Parce que oui, une crise évidente frappe le monde du travail et le statut de salarié, dans son essence et son évolution. Après la révolution industrielle, le travail s’est construit autour de la prévalence de l’économie. Tout est devenu économique, commercial, business. Cette crise se manifeste notamment ces dernières années par la chute des mouvements syndicaux et plus généralement collectifs. Les commissions du personnel sont désertées, le taux de syndicalisation chute. Des études démontrent parallèlement qu’un salarié est d’autant plus démotivé et se sent d’autant plus mal quand il travaille pour une entreprise, peu investie sur les questions écologiques et sociales, voire polluante.  Les crises sanitaires et géopolitiques jouent également un rôle dans cette reconsidération du rapport au travail qui a émergé. On a changé notre manière de travailler, nos habitudes de rassemblement, ainsi que nos peurs. On peut comprendre qu’un certain nombre de personnes s’interrogent sur le rôle qu’ils jouent et c’est d’autant plus évident lorsqu’ils travaillent dans des entreprises dont on ne sait parfois pas très bien, ni en quoi elles ont une quelconque utilité pour notre société, ni ce qu’elles produisent, qu’il s’agisse de produits nocifs pour la santé, de mauvaise qualité ou polluants, ou de services plus ou moins abstraits et superfétatoires.

Cette crise de sens est exacerbée ces derniers mois également par un déclassement économique qui s’accélère et qui touche une partie de la population jusque-là sauvegardée. Montée du prix de l’essence ; du mazout, de l’électricité et les salaires stagnent !  Les emplois se paupérisent et une partie de la population jusque-là restée en dessus de la vague, boit la tasse, se retrouve précarisée avec un pouvoir d’achat réduit parfois par moitié.

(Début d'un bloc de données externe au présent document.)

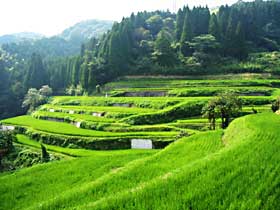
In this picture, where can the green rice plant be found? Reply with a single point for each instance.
(67, 129)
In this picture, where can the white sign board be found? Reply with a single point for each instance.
(141, 144)
(78, 124)
(7, 128)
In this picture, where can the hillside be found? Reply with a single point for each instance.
(19, 37)
(68, 43)
(195, 172)
(85, 30)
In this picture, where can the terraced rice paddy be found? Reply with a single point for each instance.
(162, 119)
(237, 168)
(194, 170)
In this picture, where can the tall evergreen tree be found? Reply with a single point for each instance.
(214, 27)
(36, 75)
(187, 34)
(179, 24)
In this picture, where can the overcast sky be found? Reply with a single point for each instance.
(50, 17)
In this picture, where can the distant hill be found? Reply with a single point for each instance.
(19, 37)
(85, 30)
(67, 43)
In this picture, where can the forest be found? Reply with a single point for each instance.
(195, 41)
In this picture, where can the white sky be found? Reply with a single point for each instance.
(50, 17)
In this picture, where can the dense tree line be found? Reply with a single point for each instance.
(190, 42)
(193, 41)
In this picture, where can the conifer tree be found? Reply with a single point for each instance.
(187, 34)
(36, 75)
(214, 27)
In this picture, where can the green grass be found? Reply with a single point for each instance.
(67, 129)
(91, 109)
(140, 102)
(25, 140)
(20, 190)
(169, 83)
(71, 117)
(209, 170)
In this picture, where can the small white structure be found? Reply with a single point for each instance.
(78, 124)
(7, 128)
(96, 114)
(122, 105)
(71, 112)
(141, 144)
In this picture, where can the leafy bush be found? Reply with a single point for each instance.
(182, 110)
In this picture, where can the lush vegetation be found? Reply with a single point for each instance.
(195, 172)
(242, 38)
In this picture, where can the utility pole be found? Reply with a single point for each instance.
(174, 6)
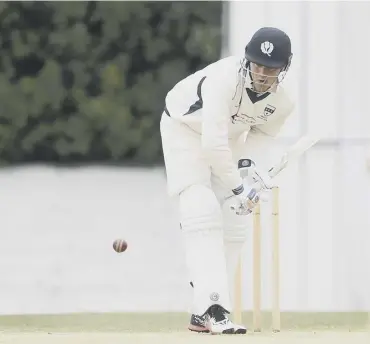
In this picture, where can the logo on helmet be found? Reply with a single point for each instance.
(267, 48)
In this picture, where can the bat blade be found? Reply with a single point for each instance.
(293, 153)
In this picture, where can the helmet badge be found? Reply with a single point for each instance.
(267, 48)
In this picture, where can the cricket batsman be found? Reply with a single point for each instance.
(231, 109)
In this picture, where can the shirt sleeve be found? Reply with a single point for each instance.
(217, 96)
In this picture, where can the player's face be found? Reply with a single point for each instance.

Ce que nous vivons et ce qu’illustre en partie le « quiet quitting » est peut-être la fin du contrat social contemporain, soit un contrat libéral qui dit qu’un travail doit permettre de s’épanouir, de se libérer, de gagner sa vie, et de se développer librement. En vérité, aujourd’hui, et pour beaucoup, le travail n’est pas épanouissant, mais simplement indispensable pour vivre tout en restant insuffisant pour faire face à la flambée des prix. L’envie de faire des nouvelles générations dans ce modèle s’érode et leur quotidien se réinvente pour laisser place à de nouvelles formes de travail. Le spectacle est-il sur le point de prendre fin ? Guy Debord l’avait si bien dit !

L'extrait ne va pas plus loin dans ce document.